The first product he found incorporated mounting wires cast into the manufactured stone. It seemed simple to install, though Tim felt it looked a little “flat” without the variations of genuine stone. Two negatives were:
- The price – it was going to cost him close to $700 to complete the fireplace.
- He discovered that inadvertently pressing the stone too much, tended to move it enough to spoil the illusion.
That’s when he found Native Custom Stone’s Go-Stone. Lightweight, effective, and easy to stick on cement board or drywall using a mastic tile adhesive, he was delighted to find it was a “green” product made from recycled rubber tires. Better still it wouldn’t cost him more than about $300 to complete the project.
So the first cabin project scheduled for 2016 was the Go-Stone fireplace installation, and Tim only has praise for the product. For instance he says:
- Bought from Home Depot, the packaging is excellent.
- The stones feel just like stone, in spite of being made of rubber.
- The variations in depth are incredibly realistic.
- Shading and color variations are impressive.
- No one piece of “stone” looks like another.
- Texture on the back of each unit maximizes adhesion.
Installation is shown step-by-step on his blog, together with comments and advice for others wanting achieve the same awesome effect:
- The stone is easy to cut but does create a lot of dust. So wear safety glasses.

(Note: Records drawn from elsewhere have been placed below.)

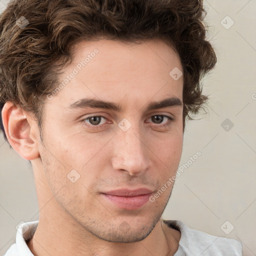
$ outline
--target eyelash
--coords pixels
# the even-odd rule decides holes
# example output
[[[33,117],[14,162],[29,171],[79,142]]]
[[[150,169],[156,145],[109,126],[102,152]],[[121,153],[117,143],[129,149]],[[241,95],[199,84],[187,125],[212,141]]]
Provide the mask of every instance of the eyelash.
[[[168,120],[164,124],[153,124],[153,126],[155,126],[155,127],[158,127],[158,128],[169,127],[170,126],[172,125],[173,121],[174,120],[174,118],[171,118],[170,116],[166,116],[164,114],[154,114],[154,115],[152,116],[149,118],[152,118],[153,116],[162,116],[163,118],[166,118],[168,119]],[[88,116],[86,118],[83,119],[82,120],[82,122],[84,126],[89,126],[90,128],[92,128],[92,127],[93,127],[94,128],[102,128],[102,126],[105,126],[106,124],[101,124],[101,125],[98,124],[98,125],[94,126],[92,124],[88,125],[87,124],[84,124],[86,122],[85,121],[86,120],[88,120],[90,118],[95,118],[95,117],[103,118],[104,118],[106,120],[106,118],[104,116]]]

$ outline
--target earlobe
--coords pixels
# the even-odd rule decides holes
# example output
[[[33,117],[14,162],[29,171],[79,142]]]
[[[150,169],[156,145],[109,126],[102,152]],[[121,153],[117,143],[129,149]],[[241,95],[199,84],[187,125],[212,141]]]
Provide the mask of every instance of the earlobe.
[[[2,120],[8,141],[20,156],[26,160],[39,158],[38,142],[36,134],[32,134],[36,121],[12,102],[4,104]]]

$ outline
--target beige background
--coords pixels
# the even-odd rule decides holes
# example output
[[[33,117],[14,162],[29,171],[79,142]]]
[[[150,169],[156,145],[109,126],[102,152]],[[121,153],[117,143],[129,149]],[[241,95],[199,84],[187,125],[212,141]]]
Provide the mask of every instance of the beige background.
[[[8,2],[0,0],[0,10]],[[164,217],[241,240],[244,256],[256,256],[256,1],[209,0],[204,5],[208,36],[218,58],[204,80],[204,92],[210,94],[209,114],[188,124],[180,166],[190,166],[177,178]],[[226,118],[234,124],[222,125],[229,125],[228,131],[221,126]],[[202,156],[189,164],[198,150]],[[38,208],[30,166],[2,134],[0,168],[2,255],[14,242],[16,225],[38,220]],[[232,226],[229,234],[222,231],[228,233]]]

- Measuring and cutting takes “a bit of time,” but they are quick and easy to lay.
- Keeping the stone level is vital; check every row.
- Painting the board a dark color prior to installation will help hide gaps.
- If you use mortar to fill gaps, let it dry and harden and chip the excess off. Wiping it gets messy.
While Tim had lots of help building the shell of their country cabin, the fireplace was a dual effort between him and Kelly.
“I feel a strange sense of pride in knowing that we did it ourselves.”